HFF Senior Managing Director and co-head of the New York office Michael Gigliotti said the $1.1B construction loan Goldman Sachs provided to L&L Holding Co., Maefield Development and Fortress Investment Group for the development of TSX Broadway is a prime example of the kind of project that will pique lender interest in this environment.
The project, which Gigliotti likened to a media deal as much as a real estate deal, will feature a 669-room hotel, 75K SF of “flexible retail space” and the only permanent outdoor stage in Times Square.
The deal was notable because Goldman Sachs did the transaction alone and without syndication, he said, whereas in the past lenders would typically want to partner with four or five other banks before the deal was closed.
He expects there will more single lenders financing deals this year, which is a boon for borrowers and has a trickle-down effect on pricing on the rest of the market.
“They are taking bigger exposure. But they are getting compensated for that … [And] the market really likes it,” he said, noting that smaller banks that would have previously taken pieces of large-scale loans are now more aggressively bidding on the smaller multifamily developments.
“Bank of the OZK is a big part of that, they don’t syndicate anymore. They will do partnership with Starwood and Square Mile, but they don’t then call a SunTrust bank, and say, ‘Hey, want a piece of this?’" Gigliotti said. "It’s very good situation for borrowers.”
Financing brokers said that earlier in the cycle, banks like JPMorgan Chase, Wells Fargo and Bank of China were all major players in the market. Now outfits like Mack Real Estate Credit, Square Mile Capital, Starwood, Deutsche Bank and Otéra Capital are stepping in.
Plus, developers are continuing to move into the lending space. Silverstein Properties expanded into debt in 2018, and made its first transaction in a $240M mezzanine loan on a 1,000-foot-tall, ground-up mixed-use building. Slate Property Group also formed a lending arm last year, with a goal to offer $500M in its first year.

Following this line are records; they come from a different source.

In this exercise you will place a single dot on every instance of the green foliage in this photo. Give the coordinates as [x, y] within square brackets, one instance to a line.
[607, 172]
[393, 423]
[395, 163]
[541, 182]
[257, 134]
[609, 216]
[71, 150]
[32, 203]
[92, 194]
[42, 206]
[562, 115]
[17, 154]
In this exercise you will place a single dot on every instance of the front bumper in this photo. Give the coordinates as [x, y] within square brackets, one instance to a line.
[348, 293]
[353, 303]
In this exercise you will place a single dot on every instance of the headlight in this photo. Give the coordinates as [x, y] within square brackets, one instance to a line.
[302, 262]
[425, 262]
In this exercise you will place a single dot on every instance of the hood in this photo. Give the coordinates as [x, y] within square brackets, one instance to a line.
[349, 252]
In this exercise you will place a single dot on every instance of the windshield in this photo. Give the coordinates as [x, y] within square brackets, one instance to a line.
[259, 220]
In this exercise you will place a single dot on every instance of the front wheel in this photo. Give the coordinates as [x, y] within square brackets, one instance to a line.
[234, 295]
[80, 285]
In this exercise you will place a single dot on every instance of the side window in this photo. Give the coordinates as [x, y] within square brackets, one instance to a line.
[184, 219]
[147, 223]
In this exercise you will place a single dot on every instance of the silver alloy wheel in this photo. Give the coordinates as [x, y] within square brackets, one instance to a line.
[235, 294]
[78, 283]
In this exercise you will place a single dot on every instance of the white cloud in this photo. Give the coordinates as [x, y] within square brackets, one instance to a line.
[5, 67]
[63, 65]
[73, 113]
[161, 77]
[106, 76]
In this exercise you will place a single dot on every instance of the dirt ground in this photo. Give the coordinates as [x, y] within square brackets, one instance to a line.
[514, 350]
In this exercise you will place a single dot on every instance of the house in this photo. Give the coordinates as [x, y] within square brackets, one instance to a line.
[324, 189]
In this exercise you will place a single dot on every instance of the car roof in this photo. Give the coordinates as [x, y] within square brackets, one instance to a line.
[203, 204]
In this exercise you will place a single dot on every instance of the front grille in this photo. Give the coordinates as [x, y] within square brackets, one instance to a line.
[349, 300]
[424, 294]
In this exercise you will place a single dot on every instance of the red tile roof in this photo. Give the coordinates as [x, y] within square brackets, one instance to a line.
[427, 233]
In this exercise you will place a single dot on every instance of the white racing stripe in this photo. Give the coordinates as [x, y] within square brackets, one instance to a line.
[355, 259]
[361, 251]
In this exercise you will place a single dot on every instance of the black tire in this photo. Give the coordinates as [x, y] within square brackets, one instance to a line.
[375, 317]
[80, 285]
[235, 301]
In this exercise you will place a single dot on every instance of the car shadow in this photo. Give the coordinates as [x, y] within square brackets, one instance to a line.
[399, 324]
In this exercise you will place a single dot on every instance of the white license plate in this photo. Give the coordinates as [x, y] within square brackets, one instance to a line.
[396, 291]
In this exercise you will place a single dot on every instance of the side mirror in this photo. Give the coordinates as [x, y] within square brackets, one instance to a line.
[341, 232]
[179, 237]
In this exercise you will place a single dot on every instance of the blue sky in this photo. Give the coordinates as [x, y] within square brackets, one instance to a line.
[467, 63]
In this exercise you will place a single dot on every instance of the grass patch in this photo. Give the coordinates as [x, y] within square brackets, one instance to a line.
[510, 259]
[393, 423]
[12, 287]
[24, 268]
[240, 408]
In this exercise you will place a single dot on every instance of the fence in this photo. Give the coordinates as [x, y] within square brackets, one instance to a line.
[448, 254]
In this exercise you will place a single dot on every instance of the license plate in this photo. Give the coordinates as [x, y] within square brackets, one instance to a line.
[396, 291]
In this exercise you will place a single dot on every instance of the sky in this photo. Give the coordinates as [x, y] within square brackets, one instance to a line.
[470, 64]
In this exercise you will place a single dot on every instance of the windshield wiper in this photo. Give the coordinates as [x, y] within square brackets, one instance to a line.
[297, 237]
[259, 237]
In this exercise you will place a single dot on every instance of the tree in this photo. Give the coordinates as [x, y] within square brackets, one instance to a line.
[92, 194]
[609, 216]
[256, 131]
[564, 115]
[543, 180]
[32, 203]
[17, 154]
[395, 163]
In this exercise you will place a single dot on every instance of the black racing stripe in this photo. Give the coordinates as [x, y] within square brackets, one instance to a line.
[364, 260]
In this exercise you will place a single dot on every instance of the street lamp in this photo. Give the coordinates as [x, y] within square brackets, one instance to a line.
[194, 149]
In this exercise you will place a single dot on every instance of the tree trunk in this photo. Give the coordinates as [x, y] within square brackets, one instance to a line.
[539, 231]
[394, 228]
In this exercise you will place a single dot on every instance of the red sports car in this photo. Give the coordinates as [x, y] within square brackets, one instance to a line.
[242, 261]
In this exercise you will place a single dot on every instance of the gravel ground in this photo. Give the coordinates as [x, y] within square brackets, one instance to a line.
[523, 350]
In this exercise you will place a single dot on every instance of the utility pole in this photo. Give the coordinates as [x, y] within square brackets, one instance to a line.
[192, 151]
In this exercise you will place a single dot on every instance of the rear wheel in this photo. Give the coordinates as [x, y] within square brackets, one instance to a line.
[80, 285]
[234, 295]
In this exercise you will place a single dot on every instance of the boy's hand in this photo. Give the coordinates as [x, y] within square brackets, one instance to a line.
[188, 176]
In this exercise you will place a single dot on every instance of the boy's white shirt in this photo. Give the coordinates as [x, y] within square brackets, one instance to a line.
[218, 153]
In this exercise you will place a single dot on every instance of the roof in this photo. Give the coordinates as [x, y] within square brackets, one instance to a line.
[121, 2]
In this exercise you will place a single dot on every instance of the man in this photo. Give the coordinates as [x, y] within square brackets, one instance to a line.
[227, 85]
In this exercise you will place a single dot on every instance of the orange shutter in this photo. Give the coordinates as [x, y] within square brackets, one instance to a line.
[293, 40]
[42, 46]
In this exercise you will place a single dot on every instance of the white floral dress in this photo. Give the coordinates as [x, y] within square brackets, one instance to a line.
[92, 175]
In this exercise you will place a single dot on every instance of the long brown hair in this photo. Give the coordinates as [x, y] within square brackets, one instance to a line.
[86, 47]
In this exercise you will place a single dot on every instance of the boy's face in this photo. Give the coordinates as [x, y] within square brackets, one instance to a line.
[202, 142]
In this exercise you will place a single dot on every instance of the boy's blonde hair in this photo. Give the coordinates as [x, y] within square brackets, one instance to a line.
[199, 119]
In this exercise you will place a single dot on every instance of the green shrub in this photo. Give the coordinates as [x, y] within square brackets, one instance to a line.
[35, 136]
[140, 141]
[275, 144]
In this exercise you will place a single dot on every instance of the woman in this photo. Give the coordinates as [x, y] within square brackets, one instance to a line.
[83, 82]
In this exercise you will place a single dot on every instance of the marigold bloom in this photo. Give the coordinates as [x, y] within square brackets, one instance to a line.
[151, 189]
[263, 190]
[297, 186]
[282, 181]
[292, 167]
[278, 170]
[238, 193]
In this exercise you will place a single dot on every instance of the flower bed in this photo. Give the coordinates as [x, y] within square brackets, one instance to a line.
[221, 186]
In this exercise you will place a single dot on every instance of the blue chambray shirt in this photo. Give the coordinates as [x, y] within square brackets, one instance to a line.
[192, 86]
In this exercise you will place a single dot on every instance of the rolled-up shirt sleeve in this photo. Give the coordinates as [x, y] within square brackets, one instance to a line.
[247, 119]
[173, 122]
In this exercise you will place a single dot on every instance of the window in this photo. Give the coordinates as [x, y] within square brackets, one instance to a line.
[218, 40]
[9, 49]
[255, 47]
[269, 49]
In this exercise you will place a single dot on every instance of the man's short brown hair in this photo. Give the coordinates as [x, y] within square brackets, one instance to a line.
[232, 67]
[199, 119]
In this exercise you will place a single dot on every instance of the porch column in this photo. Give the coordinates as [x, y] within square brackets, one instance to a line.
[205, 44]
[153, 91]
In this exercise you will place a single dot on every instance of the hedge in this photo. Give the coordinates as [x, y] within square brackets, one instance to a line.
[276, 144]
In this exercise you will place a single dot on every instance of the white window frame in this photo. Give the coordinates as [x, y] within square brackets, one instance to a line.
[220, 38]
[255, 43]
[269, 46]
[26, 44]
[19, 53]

“It’s hard to buy real estate in New York right now,” NKF’s Stolly said. “The perception is from a lot of these folks is that we are late cycle and that if they can invest strategically as a lender … if something should go wrong, they have the ability to step in and fix any problems. Not necessarily as being predatory, but they have expertise that a traditional construction lender doesn’t have.”
Greystone Bassuk President Drew Fletcher said he wouldn’t be surprised if more developers establish lending arms this year, though he thinks it is now reaching a point of saturation.
“If you look at the spread where capital is priced, where the nontraditional lenders are pricing their capital versus the banks — that spread has narrowed considerably,” he said. “There is an oversupply of capital. All of the same groups are competing for the same deals.”
Fletcher is arranging $415M in debt for Douglaston Development’s planned 931-unit apartment tower at 601 West 29th St. near Hudson Yards, where construction is slated to begin in April.
He said that, while there has still been robust construction activity in the city over the last 18 to 24 months, there has been a drop in the amount of new financing originated.
Though there is significant capital available, he said, the trifecta of the high cost of land, construction prices and rising interest rates is slowing ground-up construction across the market.
“I think we are going to continue to see a trend in 2019 where the majority of the financing activity will be traditional bridge loans and permanent loans,” he said. “We are seeing that across the board. At the end of the day, it all comes back to what it costs to develop in New York City. Sellers have not reduced their prices, and we also haven’t seen a material drop in construction costs.”